Rabu, 08 September 2010

Menyusuri Laut Merah ke Tempat Nabi Khidr

TURUN dari Jabbal Musa yang kami naiki waktu sahur, kami sampai di penginapan pukul 10 pagi. Untuk menghilangkan lelah setelah mendaki Gunung Sinai semalaman, saya langsung beristirahat. Apalagi, setelah duhur kami harus checkout untuk melanjutkan perjalanan ke Sharm el Sheikh, sebuah kota di tepi Laut Merah yang masih berjarak sekitar 270 km ke arah selatan.

Menuju Sharm el Sheikh, kami tidak melewati rute yang kami lewati saat datang, melainkan mengambil rute selanjutnya. Kalau awalnya datang dari arah Teluk Suez di sebelah timur, kami melanjutkan perjalanan ke arah barat sehingga bertemu pantai Teluk Aqabah yang berseberangan dengan Jazirah Arab. Setelah itu, berbelok ke kanan melewati Kota Dahab, menuju ke ujung paling selatan dataran Sinai.

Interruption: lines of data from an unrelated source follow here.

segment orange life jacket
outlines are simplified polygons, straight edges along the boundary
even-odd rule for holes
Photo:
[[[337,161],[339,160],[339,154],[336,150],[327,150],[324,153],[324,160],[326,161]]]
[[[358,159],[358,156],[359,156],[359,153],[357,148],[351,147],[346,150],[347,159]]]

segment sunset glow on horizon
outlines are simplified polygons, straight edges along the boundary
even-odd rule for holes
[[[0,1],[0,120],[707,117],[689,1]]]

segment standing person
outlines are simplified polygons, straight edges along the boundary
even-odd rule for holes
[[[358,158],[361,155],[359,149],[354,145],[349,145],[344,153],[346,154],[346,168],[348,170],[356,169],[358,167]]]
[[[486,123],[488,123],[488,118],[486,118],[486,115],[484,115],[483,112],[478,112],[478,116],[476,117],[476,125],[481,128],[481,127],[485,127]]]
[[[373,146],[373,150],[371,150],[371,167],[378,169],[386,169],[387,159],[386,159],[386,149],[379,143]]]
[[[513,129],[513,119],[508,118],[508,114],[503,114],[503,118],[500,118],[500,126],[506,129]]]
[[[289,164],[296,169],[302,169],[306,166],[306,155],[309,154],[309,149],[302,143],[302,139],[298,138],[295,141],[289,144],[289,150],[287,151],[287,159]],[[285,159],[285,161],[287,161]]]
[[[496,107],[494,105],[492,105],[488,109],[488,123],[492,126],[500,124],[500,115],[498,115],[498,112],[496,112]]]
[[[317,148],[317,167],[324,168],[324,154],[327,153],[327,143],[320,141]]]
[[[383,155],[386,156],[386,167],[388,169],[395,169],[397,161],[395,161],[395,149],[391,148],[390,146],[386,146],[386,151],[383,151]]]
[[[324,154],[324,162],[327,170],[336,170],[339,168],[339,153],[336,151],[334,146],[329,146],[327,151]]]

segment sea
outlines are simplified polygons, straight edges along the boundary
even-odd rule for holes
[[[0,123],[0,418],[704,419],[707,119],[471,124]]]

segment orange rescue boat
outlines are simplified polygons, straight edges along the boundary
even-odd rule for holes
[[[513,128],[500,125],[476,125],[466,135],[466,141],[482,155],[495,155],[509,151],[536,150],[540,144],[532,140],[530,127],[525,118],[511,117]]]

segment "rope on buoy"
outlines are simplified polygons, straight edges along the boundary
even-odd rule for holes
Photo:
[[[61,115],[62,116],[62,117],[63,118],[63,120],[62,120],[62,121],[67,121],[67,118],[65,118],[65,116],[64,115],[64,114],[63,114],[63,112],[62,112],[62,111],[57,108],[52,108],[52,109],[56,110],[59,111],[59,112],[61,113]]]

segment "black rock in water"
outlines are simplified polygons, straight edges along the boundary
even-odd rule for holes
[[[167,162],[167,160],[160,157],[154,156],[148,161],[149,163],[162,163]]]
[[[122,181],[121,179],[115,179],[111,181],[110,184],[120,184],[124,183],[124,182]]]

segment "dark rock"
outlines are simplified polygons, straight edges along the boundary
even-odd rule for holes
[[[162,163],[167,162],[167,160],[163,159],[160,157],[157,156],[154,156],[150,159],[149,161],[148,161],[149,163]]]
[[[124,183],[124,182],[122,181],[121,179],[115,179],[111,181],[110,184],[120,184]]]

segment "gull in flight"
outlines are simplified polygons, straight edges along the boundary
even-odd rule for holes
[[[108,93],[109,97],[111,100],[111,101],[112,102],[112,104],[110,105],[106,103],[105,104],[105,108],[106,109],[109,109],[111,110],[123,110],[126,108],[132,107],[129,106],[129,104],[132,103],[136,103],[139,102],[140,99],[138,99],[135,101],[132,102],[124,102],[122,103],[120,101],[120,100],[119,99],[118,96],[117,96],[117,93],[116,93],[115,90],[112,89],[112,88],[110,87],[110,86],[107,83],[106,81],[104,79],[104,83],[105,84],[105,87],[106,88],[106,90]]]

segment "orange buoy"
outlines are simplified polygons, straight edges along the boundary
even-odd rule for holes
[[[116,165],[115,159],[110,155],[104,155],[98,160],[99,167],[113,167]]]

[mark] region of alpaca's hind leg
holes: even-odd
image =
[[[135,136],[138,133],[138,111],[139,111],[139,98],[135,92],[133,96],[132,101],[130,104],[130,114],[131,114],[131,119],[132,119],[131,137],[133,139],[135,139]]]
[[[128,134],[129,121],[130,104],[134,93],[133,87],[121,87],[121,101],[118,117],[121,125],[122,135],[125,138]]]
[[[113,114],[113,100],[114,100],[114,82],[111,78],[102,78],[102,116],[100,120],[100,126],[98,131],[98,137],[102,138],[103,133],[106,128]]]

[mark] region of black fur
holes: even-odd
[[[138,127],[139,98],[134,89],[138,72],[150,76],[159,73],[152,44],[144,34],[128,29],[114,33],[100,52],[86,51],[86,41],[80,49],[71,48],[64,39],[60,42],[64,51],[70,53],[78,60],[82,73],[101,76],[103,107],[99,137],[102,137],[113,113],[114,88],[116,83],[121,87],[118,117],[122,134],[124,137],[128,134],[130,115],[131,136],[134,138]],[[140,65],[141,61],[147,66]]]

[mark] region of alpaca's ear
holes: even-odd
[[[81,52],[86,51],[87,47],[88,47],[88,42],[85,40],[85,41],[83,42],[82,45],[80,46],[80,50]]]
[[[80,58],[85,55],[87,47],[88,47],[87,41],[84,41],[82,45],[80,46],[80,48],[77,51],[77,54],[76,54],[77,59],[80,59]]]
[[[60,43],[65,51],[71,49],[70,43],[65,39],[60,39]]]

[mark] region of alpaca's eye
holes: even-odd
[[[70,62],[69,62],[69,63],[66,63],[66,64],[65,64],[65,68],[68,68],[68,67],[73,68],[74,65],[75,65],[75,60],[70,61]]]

Kurang lebih empat jam kami menyusuri pegunungan batu dan padang pasir. Separo perjalanan terakhir menyusuri pantai Teluk Aqabah yang berseberangan dengan negara Arab Saudi. Pemandangan di kawasan ini tak kalah indah dengan pantai timur di Teluk Suez. Kami menyusuri pantai itu sejauh lebih dari 100 km. Di sebelah kanan, bukit dan padang pasir. Sedangkan di sebelah kiri, laut yang indah membiru.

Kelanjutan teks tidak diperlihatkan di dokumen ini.